Questa collocazione lascia, infatti, intendere che vi è un parallelismo tra la prima venuta del Signore e quella finale del suo ritorno.
In entrambi i casi, siamo di fronte all’irruzione di Dio nella storia e fare memoria della nascita di Gesù, può abilitarci a vivere pienamente anche il tempo che ci separa dal nuovo incontro con Lui che ci aspetta.
Un primo aspetto da mettere in luce è che di questo sopraggiungere di Dio non bisogna avere paura: «Quando cominceranno ad accadere queste cose, risollevatevi e alzate il capo, perché la vostra liberazione è vicina».
L’arrivare di Dio implica qualcosa di buono, di bello, di liberante.
Queste parole assomigliano molto a quelle che Gesù pronuncia all’inizio del suo ministero, nella sinagoga di Nazaret, citando il profeta Isaia («Lo Spirito del Signore è sopra di me; per questo mi ha consacrato con l’unzione e mi ha mandato a portare ai poveri il lieto annuncio, a proclamare ai prigionieri la liberazione e ai ciechi la vista; a rimettere in libertà gli oppressi, a proclamare l’anno di grazia del Signore», Lc 4,18) e anche a quelle che l’angelo rivolge a Maria: «Non temere, Maria, perché hai trovato grazia presso Dio. Ed ecco, concepirai un figlio, lo darai alla luce e lo chiamerai Gesù [= Dio salva]» (Lc 1,30-31).

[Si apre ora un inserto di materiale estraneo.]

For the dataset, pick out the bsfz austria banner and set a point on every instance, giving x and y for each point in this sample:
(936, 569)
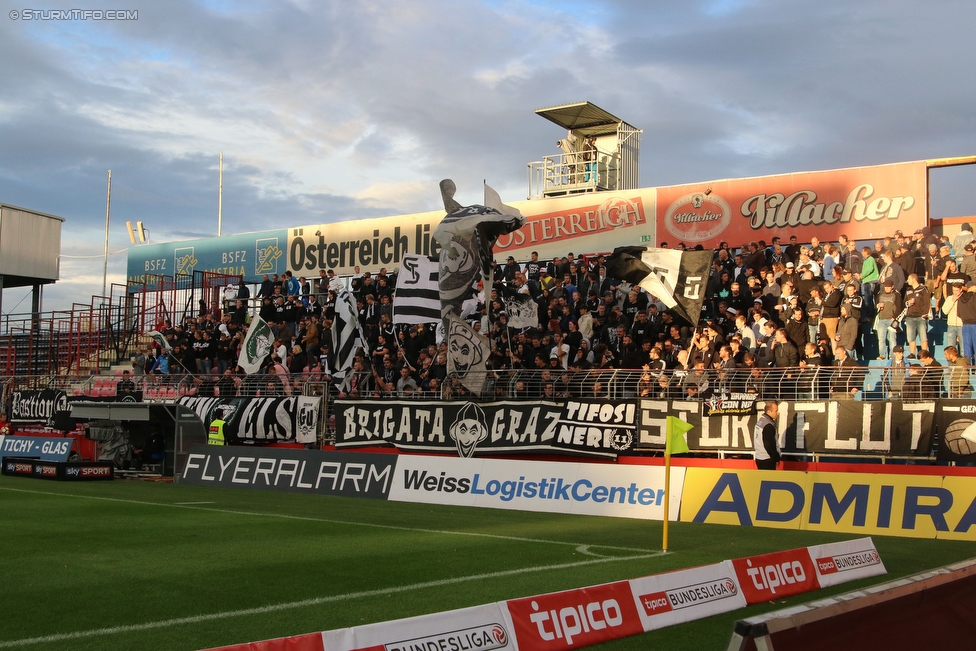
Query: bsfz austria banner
(841, 426)
(260, 419)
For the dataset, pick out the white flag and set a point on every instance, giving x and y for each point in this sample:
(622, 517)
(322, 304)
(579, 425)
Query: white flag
(417, 298)
(257, 345)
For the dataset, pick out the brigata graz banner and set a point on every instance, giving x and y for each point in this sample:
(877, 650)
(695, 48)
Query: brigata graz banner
(594, 427)
(260, 419)
(43, 406)
(841, 426)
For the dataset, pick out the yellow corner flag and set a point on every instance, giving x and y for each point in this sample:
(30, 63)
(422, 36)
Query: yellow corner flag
(675, 444)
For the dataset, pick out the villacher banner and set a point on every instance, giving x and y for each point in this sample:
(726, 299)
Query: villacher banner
(840, 426)
(591, 427)
(294, 418)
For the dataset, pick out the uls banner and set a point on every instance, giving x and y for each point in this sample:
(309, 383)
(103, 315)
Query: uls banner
(956, 420)
(591, 427)
(841, 426)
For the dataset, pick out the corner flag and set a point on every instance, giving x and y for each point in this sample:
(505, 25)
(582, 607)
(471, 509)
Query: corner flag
(676, 443)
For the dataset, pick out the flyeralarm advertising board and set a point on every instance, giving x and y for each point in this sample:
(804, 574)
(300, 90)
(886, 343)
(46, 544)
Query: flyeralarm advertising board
(910, 506)
(862, 202)
(580, 617)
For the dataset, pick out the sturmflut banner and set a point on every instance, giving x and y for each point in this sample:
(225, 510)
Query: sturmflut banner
(591, 427)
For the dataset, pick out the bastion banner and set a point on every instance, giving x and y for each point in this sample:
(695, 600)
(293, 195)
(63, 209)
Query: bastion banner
(840, 426)
(591, 427)
(260, 419)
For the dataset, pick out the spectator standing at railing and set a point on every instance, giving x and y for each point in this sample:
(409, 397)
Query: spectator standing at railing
(935, 265)
(830, 310)
(869, 276)
(895, 373)
(962, 238)
(125, 387)
(847, 329)
(931, 376)
(797, 330)
(891, 271)
(267, 287)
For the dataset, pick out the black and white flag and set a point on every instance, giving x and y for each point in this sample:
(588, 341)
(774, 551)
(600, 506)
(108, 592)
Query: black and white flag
(417, 299)
(676, 278)
(346, 331)
(522, 311)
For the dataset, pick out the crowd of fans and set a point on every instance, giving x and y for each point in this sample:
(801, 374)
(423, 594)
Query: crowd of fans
(779, 320)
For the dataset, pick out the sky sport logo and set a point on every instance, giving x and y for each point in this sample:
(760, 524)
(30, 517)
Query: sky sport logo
(74, 14)
(687, 596)
(478, 638)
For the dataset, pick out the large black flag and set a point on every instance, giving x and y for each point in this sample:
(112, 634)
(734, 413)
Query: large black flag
(467, 235)
(676, 278)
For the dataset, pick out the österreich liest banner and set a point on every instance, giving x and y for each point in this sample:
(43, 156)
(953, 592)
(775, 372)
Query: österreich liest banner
(593, 427)
(956, 420)
(863, 203)
(580, 617)
(904, 505)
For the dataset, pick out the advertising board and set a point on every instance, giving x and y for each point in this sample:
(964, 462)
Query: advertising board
(911, 506)
(550, 487)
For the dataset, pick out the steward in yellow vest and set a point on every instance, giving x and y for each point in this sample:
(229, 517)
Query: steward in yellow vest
(216, 436)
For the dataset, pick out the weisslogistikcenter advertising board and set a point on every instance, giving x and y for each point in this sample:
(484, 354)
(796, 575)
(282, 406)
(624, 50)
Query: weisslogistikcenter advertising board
(551, 487)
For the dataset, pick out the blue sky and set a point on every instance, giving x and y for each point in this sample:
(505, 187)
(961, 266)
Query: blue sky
(328, 111)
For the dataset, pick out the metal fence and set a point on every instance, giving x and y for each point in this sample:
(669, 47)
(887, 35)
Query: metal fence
(809, 383)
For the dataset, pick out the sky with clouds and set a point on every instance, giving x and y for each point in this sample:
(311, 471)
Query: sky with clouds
(329, 111)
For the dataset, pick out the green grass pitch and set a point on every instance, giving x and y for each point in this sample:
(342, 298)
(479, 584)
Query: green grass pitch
(141, 565)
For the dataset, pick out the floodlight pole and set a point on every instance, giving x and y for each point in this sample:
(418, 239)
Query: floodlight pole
(108, 211)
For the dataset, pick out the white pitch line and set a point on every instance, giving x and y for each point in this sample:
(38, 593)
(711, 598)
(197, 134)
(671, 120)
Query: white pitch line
(196, 619)
(331, 521)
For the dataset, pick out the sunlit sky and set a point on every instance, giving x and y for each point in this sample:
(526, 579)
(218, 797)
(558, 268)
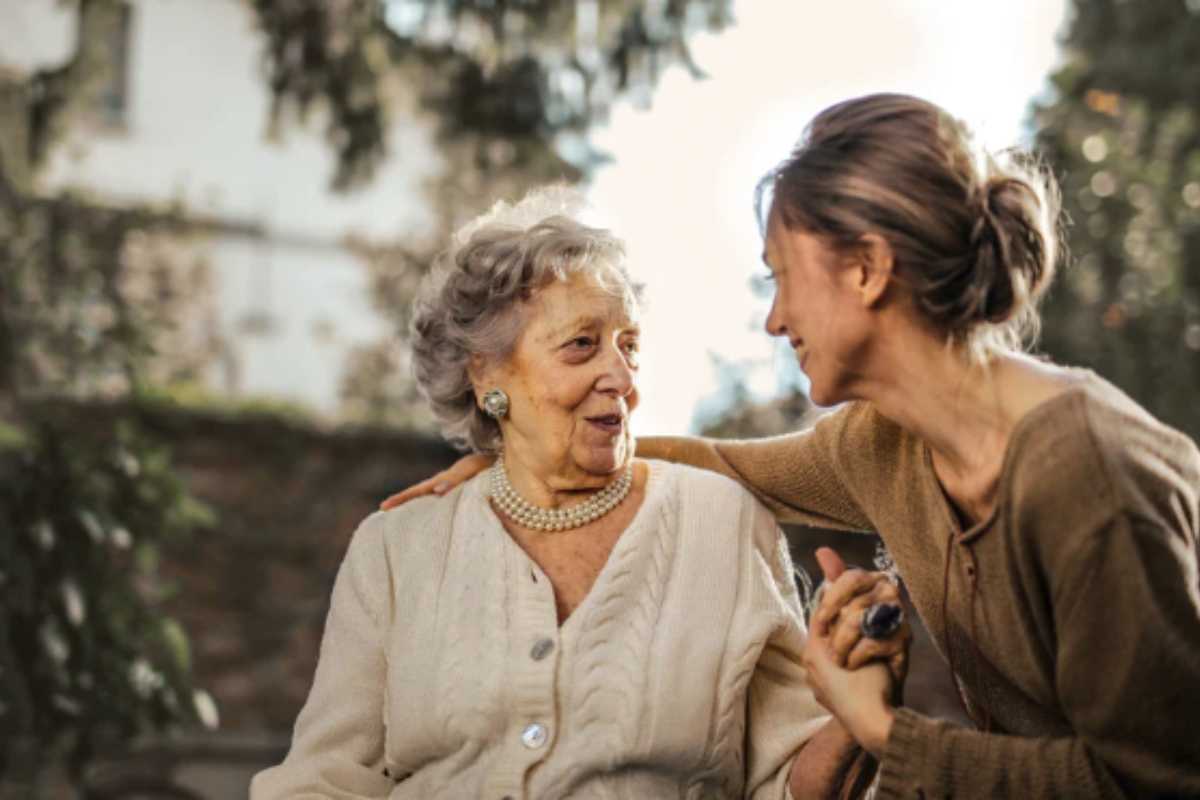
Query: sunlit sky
(683, 170)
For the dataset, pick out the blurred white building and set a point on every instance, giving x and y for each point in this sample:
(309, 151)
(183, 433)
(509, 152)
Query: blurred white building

Sembrano considerazioni scontate e, tuttavia, io ritengo sia sempre utile ribadire che l’incontro dell’umano col divino, nella prospettiva cristiana, è qualcosa da desiderare, non da temere.
Una seconda annotazione a mio giudizio degna di nota è quella che mostra la decisività di questo/i momento/i: la relazione col Signore che si fa prossimo è qualcosa di così prezioso che non può disperdersi a causa dei nostri stordimenti («State attenti a voi stessi, che i vostri cuori non si appesantiscano in dissipazioni, ubriachezze e affanni della vita e che quel giorno non vi piombi addosso all’improvviso»).

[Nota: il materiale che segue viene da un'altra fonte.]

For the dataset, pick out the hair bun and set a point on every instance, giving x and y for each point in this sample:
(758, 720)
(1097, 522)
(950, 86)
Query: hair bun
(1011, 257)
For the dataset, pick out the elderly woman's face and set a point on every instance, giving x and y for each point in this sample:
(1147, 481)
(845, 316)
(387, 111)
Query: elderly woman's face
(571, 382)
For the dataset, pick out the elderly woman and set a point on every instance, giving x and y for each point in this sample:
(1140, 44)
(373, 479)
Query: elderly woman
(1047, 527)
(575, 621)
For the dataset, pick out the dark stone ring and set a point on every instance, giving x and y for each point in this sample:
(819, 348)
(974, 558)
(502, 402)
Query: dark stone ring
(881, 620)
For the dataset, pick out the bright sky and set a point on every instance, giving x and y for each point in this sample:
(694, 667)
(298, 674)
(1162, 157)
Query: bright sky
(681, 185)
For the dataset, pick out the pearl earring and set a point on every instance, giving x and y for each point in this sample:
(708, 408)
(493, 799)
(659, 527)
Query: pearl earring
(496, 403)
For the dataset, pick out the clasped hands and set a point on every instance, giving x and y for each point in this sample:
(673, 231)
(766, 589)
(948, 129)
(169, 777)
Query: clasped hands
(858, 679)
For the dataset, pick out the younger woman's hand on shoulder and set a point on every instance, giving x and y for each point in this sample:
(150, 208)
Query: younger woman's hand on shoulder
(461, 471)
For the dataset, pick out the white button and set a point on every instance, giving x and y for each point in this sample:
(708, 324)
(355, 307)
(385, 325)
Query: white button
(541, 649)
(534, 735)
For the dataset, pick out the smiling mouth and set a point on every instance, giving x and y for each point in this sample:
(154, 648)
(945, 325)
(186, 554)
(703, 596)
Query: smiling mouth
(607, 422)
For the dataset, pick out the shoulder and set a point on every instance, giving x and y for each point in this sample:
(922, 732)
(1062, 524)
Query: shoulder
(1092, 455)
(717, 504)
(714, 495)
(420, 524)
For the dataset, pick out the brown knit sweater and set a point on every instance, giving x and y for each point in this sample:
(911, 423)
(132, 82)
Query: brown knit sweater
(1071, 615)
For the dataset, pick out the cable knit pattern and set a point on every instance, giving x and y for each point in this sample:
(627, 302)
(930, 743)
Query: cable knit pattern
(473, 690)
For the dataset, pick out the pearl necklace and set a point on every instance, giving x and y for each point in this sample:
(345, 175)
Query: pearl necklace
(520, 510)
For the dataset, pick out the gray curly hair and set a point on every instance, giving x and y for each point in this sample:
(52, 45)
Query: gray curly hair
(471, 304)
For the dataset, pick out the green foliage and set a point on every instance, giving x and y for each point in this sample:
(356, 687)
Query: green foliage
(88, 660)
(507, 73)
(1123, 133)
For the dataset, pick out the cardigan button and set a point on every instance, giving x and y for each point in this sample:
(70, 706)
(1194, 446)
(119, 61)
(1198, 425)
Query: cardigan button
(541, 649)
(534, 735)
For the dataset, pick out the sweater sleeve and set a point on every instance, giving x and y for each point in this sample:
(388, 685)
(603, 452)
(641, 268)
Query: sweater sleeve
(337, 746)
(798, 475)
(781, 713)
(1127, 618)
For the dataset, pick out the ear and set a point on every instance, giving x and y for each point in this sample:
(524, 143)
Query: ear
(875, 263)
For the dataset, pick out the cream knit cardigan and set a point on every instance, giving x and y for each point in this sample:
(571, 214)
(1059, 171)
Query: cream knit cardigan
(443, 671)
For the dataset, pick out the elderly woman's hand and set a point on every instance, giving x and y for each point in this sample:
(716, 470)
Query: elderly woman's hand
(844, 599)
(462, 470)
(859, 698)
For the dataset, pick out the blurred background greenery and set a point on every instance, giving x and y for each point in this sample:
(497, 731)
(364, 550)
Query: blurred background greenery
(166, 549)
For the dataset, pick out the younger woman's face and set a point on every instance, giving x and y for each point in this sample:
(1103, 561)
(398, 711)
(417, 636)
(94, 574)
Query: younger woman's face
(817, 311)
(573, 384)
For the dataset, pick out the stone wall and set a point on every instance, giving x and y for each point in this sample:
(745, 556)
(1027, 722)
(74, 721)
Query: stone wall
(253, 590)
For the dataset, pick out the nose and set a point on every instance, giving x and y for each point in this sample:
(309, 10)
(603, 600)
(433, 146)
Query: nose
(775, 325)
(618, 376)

Come per tutti i rapporti costitutivi della nostra esistenza, vi è un’attesa, una preparazione, una trepidazione… così dev’essere anche con Dio, se effettivamente è uno dei rapporti costitutivi della nostra esistenza.
Ecco perché è necessario vegliare e pregare, cioè mantenersi “in contatto” con Lui, “in tensione” verso di Lui.
Il nuovo anno, il nuovo avvento che comincia possono allora essere l’occasione per rimettere a fuoco la nostra relazione col Signore, in vista dell’incontro con Lui che ci attende: l’attesa di Natale, cioè del momento in cui faremo memoria della sua prima venuta, può essere propizia per abilitarci a vivere un’intera esistenza tesa verso il suo sopraggiungere liberante.